BERTUAHPOS.COM Setelah melalui proses panjang dan melelahkan, rapat paripurna Dewan Perwakilan Rakyat (DPR) pada Rabu (18/6) malam menyepakati Anggaran Pendapatan dan Belanja Negara Perubahan (APBNP) 2014. Rapat paripurna itu sekaligus mengesahkan RUU Perubahaan atas Undang-Undang Nomor 23 Tahun 2013 tentang APBN 2014.
Dalam APBNP 2014 terdapat berbagai perubahan asumsi dan anggaran dari APBN 2014. Sejumlah asumsi yang ditetapkan antara lain pertumbuhan ekonomi 5,5%, inflasi 5,3%, SPN 3 bulan 6%, nilai tukar rupiah Rp 11.600 per dolar AS. Sedangkan asumsi harga minyak mentah Indonesia (ICP) sebesar US$ 105, lifting minyak 818 ribu barel per hari dan lifting gas 1.224 ribu barel setara minyak per hari.
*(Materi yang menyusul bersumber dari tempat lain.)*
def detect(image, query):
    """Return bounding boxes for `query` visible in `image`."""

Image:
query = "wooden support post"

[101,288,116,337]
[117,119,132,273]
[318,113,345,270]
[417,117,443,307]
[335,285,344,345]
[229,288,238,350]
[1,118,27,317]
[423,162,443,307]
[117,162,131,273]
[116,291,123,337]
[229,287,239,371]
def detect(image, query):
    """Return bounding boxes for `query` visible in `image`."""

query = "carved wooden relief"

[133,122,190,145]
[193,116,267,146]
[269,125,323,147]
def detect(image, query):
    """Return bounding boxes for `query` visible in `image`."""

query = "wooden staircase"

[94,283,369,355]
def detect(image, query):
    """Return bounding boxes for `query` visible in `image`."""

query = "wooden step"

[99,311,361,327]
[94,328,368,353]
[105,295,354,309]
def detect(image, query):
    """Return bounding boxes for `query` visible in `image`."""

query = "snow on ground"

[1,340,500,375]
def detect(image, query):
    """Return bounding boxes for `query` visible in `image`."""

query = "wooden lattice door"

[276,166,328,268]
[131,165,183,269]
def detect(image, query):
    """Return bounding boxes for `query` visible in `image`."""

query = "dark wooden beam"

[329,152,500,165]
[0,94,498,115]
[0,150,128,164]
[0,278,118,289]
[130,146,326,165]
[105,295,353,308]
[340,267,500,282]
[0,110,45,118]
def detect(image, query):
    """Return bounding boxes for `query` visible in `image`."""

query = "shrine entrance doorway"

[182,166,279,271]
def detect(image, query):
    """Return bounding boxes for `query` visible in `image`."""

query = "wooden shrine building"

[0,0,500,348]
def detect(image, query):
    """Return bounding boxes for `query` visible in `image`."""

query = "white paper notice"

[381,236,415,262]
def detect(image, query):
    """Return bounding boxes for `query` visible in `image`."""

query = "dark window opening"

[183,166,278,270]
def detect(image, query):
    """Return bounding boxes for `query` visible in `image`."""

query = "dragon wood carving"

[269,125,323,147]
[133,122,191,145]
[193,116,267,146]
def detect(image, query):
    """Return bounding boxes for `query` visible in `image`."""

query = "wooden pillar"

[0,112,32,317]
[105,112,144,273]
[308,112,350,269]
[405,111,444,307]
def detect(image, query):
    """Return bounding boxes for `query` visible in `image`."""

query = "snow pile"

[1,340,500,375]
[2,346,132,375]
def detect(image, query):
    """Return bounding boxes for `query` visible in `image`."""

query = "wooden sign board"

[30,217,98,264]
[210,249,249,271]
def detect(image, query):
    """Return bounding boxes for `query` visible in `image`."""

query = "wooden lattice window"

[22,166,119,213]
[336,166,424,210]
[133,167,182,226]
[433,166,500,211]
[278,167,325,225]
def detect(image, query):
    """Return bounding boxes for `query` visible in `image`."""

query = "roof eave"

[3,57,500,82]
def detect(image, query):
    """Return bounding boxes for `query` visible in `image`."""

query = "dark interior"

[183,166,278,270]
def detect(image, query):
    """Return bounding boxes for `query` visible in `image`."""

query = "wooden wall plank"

Penerimaan negara disepakati sebesar Rp 1.635,37 triliun yang terdiri atas pendapatan dalam negeri Rp 1.633,05 triliun dan penerimaan hibah sebesar Rp 2,32 triliun.
Penerimaan perpajakan sebesar Rp 1.246,10 triliun dan penerimaan negara bukan pajak (PNBP) Rp 386,94 triliun. Belanja negara disepakati sebesar Rp 1.876,87 triliun, terdiri atas belanja pemerintah pusat Rp 1.280,36 triliun dan transfer ke daerah Rp 596,50 triliun. Belanja modal sebesar Rp 151 triliun, belanja pegawai Rp 263 triliun, dan belanja barang Rp 153 triliun.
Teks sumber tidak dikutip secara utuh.